- Theatrical release poster
- Directed by: Kevin Tent
- Written by: Jeremy Catalino
- Produced by: William Horberg; Lauren Bratman;
- Starring: Domhnall Gleeson; Christina Applegate; Thomas Haden Church; Nina Dobrev;
- Cinematography: Seamus Tierney
- Edited by: Franco Pante
- Music by: Rolfe Kent
- Production companies: Wonderful Films; Indomitable Entertainment; Windowseat Entertainment;
- Distributed by: Destination Films; Vertical Entertainment;
- Release date: September 25, 2017 (United States);
- Running time: 93 minutes
- Country: United States
- Language: English

= Crash Pad =

Crash Pad is a 2017 American comedy film directed by Kevin Tent, from a screenplay by Jeremy Catalino. It stars Domhnall Gleeson, Christina Applegate, Thomas Haden Church and Nina Dobrev.
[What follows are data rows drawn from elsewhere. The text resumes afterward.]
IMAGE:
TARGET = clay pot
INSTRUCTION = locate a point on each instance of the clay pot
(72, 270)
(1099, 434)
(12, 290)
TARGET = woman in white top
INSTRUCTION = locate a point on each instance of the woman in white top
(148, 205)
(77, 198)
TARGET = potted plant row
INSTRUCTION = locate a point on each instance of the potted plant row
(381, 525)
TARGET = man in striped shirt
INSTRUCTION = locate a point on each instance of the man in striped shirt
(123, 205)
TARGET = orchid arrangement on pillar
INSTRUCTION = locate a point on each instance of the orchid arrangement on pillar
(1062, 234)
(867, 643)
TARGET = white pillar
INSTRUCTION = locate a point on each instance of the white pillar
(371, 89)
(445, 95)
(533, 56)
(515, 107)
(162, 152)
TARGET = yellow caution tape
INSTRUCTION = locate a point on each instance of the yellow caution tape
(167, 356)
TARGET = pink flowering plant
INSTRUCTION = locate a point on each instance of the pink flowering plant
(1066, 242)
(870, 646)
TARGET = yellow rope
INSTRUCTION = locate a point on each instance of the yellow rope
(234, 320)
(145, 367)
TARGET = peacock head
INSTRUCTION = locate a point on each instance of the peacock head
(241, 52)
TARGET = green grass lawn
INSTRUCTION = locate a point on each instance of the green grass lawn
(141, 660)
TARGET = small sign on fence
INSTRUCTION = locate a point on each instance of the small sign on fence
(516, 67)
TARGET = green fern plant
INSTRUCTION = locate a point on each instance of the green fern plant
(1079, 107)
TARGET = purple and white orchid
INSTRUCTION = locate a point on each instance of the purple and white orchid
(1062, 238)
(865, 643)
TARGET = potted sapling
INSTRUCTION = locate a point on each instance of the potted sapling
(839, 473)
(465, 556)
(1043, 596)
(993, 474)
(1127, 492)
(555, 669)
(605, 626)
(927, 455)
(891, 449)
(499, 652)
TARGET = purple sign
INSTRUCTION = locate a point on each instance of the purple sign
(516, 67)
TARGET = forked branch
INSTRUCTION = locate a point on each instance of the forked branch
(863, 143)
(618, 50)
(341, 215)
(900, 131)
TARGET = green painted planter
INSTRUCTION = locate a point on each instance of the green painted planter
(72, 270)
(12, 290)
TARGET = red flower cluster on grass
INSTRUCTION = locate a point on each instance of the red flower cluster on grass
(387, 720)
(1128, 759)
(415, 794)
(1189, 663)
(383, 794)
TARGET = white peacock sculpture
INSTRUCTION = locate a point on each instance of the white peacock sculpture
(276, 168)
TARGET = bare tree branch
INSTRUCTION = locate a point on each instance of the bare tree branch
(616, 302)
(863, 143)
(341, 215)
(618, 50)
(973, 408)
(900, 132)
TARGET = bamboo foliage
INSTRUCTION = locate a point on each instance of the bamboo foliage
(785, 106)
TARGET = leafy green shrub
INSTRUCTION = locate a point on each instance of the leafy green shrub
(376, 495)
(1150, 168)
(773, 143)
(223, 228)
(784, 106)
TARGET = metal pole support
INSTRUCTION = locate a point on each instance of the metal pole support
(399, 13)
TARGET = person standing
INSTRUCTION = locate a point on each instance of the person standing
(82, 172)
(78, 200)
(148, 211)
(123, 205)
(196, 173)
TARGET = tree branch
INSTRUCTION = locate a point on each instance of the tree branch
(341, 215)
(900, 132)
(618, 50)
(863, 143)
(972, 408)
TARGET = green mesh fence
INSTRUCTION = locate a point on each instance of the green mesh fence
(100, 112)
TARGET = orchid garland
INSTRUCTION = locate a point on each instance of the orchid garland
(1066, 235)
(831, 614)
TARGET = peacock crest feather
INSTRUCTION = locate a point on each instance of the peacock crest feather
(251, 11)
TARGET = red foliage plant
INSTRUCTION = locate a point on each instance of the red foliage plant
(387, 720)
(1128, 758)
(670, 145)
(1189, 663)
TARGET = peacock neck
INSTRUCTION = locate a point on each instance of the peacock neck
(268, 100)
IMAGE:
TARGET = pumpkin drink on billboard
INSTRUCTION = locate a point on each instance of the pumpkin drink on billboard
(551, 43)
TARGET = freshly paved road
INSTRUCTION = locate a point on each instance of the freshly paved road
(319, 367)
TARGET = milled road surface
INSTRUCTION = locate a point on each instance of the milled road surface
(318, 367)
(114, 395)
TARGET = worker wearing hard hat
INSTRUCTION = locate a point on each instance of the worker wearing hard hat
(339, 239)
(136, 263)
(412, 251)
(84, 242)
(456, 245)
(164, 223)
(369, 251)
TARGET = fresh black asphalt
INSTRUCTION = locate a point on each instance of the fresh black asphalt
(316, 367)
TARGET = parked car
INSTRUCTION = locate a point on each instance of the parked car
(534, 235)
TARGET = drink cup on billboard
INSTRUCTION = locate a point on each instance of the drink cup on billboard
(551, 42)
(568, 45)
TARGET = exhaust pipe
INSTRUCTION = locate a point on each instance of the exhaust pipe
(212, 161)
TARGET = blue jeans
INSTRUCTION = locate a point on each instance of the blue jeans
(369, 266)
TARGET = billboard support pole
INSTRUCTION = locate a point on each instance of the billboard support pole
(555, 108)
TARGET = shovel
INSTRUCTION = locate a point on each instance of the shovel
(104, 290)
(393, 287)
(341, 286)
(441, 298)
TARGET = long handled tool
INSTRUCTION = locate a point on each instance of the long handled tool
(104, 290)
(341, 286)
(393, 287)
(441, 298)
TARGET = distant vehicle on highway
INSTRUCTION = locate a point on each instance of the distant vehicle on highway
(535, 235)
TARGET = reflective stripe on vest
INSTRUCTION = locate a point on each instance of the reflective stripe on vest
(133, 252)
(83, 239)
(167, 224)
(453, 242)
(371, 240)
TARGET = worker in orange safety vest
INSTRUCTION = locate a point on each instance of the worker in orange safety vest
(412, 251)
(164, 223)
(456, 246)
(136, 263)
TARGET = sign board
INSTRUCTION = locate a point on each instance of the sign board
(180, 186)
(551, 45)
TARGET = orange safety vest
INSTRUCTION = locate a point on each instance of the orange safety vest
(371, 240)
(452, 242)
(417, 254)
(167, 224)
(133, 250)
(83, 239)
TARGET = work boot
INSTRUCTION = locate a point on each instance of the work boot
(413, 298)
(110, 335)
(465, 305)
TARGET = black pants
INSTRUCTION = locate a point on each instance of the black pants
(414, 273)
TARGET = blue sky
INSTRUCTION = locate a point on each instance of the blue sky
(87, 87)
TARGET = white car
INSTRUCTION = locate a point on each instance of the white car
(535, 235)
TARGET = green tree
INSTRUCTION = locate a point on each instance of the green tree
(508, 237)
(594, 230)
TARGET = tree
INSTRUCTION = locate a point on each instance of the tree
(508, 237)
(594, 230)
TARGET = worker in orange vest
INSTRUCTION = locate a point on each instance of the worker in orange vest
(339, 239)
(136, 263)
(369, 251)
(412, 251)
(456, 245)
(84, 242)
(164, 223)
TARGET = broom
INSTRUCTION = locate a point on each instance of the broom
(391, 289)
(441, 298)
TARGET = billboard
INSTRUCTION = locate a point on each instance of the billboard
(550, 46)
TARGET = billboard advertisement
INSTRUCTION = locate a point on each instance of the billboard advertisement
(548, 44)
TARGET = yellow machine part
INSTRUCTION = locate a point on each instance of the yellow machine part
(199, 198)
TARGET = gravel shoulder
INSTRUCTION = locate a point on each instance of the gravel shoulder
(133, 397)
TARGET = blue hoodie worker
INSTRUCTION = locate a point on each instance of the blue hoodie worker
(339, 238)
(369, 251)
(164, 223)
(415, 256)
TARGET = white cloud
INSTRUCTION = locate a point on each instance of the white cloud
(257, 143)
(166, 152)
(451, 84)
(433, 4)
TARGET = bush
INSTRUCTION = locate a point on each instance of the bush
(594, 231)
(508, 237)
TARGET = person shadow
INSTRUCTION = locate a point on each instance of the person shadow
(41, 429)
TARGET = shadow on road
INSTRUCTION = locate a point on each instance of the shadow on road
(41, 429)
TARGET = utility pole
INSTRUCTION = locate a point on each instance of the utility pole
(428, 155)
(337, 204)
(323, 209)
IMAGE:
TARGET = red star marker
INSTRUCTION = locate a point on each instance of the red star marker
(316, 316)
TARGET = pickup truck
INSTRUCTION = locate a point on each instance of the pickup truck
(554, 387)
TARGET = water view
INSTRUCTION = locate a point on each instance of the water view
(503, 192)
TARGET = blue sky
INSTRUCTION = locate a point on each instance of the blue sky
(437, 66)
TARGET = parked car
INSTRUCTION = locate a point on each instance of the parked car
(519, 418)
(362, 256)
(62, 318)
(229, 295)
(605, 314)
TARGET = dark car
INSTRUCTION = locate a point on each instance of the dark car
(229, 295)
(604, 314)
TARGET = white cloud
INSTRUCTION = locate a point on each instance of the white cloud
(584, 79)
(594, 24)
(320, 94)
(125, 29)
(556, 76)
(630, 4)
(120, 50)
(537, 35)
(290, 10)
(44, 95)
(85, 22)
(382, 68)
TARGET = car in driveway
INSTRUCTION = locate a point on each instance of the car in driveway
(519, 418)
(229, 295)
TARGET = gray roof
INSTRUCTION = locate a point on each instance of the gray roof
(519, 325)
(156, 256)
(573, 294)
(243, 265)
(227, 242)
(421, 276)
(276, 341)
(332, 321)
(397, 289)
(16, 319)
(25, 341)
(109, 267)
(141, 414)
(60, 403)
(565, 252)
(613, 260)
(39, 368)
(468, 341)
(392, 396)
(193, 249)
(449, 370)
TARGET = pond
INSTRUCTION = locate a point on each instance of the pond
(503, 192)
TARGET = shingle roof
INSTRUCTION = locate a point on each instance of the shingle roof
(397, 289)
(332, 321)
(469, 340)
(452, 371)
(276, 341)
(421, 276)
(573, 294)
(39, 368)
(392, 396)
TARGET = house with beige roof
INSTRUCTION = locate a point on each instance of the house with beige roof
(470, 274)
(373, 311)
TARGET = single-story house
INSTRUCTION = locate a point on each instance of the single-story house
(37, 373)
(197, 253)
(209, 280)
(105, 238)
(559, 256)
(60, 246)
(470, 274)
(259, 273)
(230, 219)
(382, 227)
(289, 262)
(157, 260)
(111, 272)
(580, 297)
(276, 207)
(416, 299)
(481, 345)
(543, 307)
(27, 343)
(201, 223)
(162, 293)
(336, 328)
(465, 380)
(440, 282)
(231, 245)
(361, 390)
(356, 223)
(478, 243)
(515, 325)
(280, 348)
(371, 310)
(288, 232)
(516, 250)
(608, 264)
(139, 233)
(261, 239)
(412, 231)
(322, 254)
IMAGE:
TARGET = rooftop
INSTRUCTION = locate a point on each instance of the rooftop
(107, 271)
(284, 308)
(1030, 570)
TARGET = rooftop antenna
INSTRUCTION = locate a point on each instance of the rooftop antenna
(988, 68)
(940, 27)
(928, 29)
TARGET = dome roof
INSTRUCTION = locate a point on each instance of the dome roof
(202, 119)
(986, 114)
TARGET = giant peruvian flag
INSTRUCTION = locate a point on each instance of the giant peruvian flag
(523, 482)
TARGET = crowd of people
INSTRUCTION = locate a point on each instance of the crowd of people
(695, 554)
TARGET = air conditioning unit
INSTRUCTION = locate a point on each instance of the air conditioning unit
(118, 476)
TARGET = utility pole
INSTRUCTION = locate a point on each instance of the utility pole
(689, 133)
It was released through video on demand on September 25, 2017, before opening in a limited release on October 27, 2017, by Destination Films and Vertical Entertainment.

==Plot==
A hopeless romantic thinks he's found true love with an older woman, only to learn that she's married and that his fling is merely an instrument of revenge against her neglectful husband.

==Cast==
- Domhnall Gleeson as Stensland
- Thomas Haden Church as Grady Dott
- Christina Applegate as Morgan Dott
- Nina Dobrev as Hannah
- Dan Gill as Lyle
- James Yi as Mr. Laframboise
- Balinder Johal as Muumuu
- Britt Irvin as Carrie
- Anna Van Hooft as Samantha
- Anja Savcic as Peggy the Pony Snuggler
- Aliyah O'Brien as Female Bartender
- Julian Christopher as Billy Ocean

==Production==
In October 2015, it was announced Domhnall Gleeson, Christina Applegate, Thomas Haden Church and Nina Dobrev had been cast in the film, with Kevin Tent making his directorial debut from a screenplay by Jeremy Catalino. Alexander Payne will serve as an executive producer on the film, alongside William Horberg, Lauren Bratman, Dominic Ianno, Jon Ferro, Stuart Pollok, Joseph McKelheer, Bill Kiely, and Vicki Sotheran under their Wonderful Films, Indomitable Entertainment, Windowseat Entertainment and Sodona Entertainment banners respectively.

==Release==
The film was released through video on demand on September 25, 2017, before opening in a limited release on October 27, 2017, by Vertical Entertainment and Destination Films.

===Critical reception===
Crash Pad received mixed reviews from film critics. It holds a 54% approval rating on review aggregator website Rotten Tomatoes, based on 13 reviews, with a weighted average of 5.07/10. On Metacritic, the film holds a rating of 46 out of 100, based on 5 critics, indicating "mixed or average" reviews.